One of the big Federal Energy Regulatory Commission (FERC) Enforcement litigation developments of the past two years has been the federal judiciary’s rejection of the agency’s “de novo review” position in electricity market manipulation cases. Briefly stated, FERC has argued that the Federal Power Act (FPA) should be interpreted to allow federal courts to adjudicate an enforcement action by reviewing FERC’s Order Assessing Penalties and underlying record, allowing supplementation of that record through additional discovery only as the court found necessary or useful. Courts, however, have held that there is no such FPA-mandated review action of that nature, but rather only a civil action that proceeds under the Federal Rules of Civil Procedure—including, most importantly, the civil discovery rules.1 

With the law now clear on the procedure governing FERC’s federal court enforcement actions, a key question for FERC court-watchers becomes what type of discovery defendants will be allowed to take of FERC. Just last week, a federal court in the long-running DALRP matter2  ruled that one type of discovery the defendants sought (which defendants in other enforcement cases have also sought) would not be allowed: discovery into FERC’s decisions both to investigate and to decline to pursue enforcement actions against other market participants who may have engaged in similar conduct as the defendants.

Defendants’ discovery argument and FERC’s rebuttal are more involved than this brief summary provides, but, in essence, defendants claim that their participation in the demand response program was a legitimate, non-manipulative effort to comply with unclear rules created through a flawed market design. They sought discovery to show that other market participants participated in the DALRP program in similar ways, reflecting an industry understanding that suggests the legitimacy of their own conduct, and that FERC acknowledged this legitimacy by declining to proceed against those participants. FERC disputed that there was such an industry understanding or similar industry conduct, or that flawed market rules justified defendants’ behavior. In any event, FERC argued that any prosecutorial discretion with respect to other market participants was not a valid subject of discovery under well-established case law from various enforcement contexts.

The magistrate judge agreed with FERC’s argument, and the district court affirmed. Specifically, the court found that defendants’ proposed discovery failed to meet the relevance and proportionality test of Federal Rule of Civil Procedure 26. Defendants, the court found, did not need information about other market participants’ behavior—or FERC’s assessment of that behavior—to present defenses about whether their own market conduct was fraudulent. The court further agreed with the magistrate judge that, even if such documents met the Rule 26 standard, many would be protected from disclosure by the attorney-client and deliberative process privileges, as well as the work product doctrine. The court concluded that, given the weakness of the Rule 26 showing, FERC should not have to undertake the burden of sifting through these likely privileged materials in order to search for marginally relevant documents that might be discoverable.

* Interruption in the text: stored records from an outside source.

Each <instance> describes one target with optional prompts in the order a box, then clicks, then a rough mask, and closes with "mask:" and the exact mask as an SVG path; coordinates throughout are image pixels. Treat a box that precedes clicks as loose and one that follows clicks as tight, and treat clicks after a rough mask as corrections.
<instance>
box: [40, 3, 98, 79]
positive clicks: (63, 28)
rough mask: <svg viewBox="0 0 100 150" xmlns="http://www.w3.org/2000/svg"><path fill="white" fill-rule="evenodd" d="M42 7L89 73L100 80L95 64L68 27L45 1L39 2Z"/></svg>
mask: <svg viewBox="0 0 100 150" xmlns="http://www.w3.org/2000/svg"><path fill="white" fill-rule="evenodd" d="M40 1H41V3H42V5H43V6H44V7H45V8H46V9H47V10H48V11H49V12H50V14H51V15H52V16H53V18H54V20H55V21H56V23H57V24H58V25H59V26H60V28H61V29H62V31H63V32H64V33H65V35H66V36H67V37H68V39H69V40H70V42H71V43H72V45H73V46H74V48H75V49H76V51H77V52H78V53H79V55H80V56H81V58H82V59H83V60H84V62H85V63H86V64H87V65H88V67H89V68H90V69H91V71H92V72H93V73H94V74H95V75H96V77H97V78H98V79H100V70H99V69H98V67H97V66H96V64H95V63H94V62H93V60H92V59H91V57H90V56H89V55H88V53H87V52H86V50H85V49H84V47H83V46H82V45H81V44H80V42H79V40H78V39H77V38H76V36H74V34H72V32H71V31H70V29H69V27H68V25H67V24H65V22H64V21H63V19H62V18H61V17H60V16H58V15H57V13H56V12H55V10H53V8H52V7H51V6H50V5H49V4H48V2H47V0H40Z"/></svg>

The court’s ruling was not unexpected given existing case law holding that the government’s decision not to prosecute another potential defendant is not generally relevant to assessing the case against the actual defendant. But it is significant as one of the earlier district court discovery rulings in these FPA enforcement cases, and underscores that the scope of discovery defendants can obtain from FERC may be more limited than desired and, in any event, is still very much an open question.

Footnotes

1 The latest ruling on that front was in the Powhatan matter. See FERC v. Powhatan Energy Fund, LLC, No. 3:15cv452, 2017 WL 6629093 (E.D. Va. Dec. 28, 2017).

2 The Day-Ahead Load Response Program (DALRP) was a demand response program run by ISO New England until June 2012. FERC found that several market participants committed fraud in connection with this program by intentionally claiming to be providing more demand response than they were (by altering their “baseline” energy consumption during a test period preceding the program’s start). Two subjects have already settled with FERC. See Lincoln Paper and Tissue, LLC, 155 FERC ¶ 61,228 (2016); Rumford Paper Co., 142 FERC ¶ 61,218 (2013). Two other subjects (Dr. Richard Silkman, an energy consultant, in his individual capacity, and his company, Competitive Energy Services) continue to litigate and are the defendants in the district court ruling discussed here. See FERC v. Silkman, No. 1:16-cv-00205-JAW, 2017 WL 6597510 (D. Me., Dec. 26, 2017).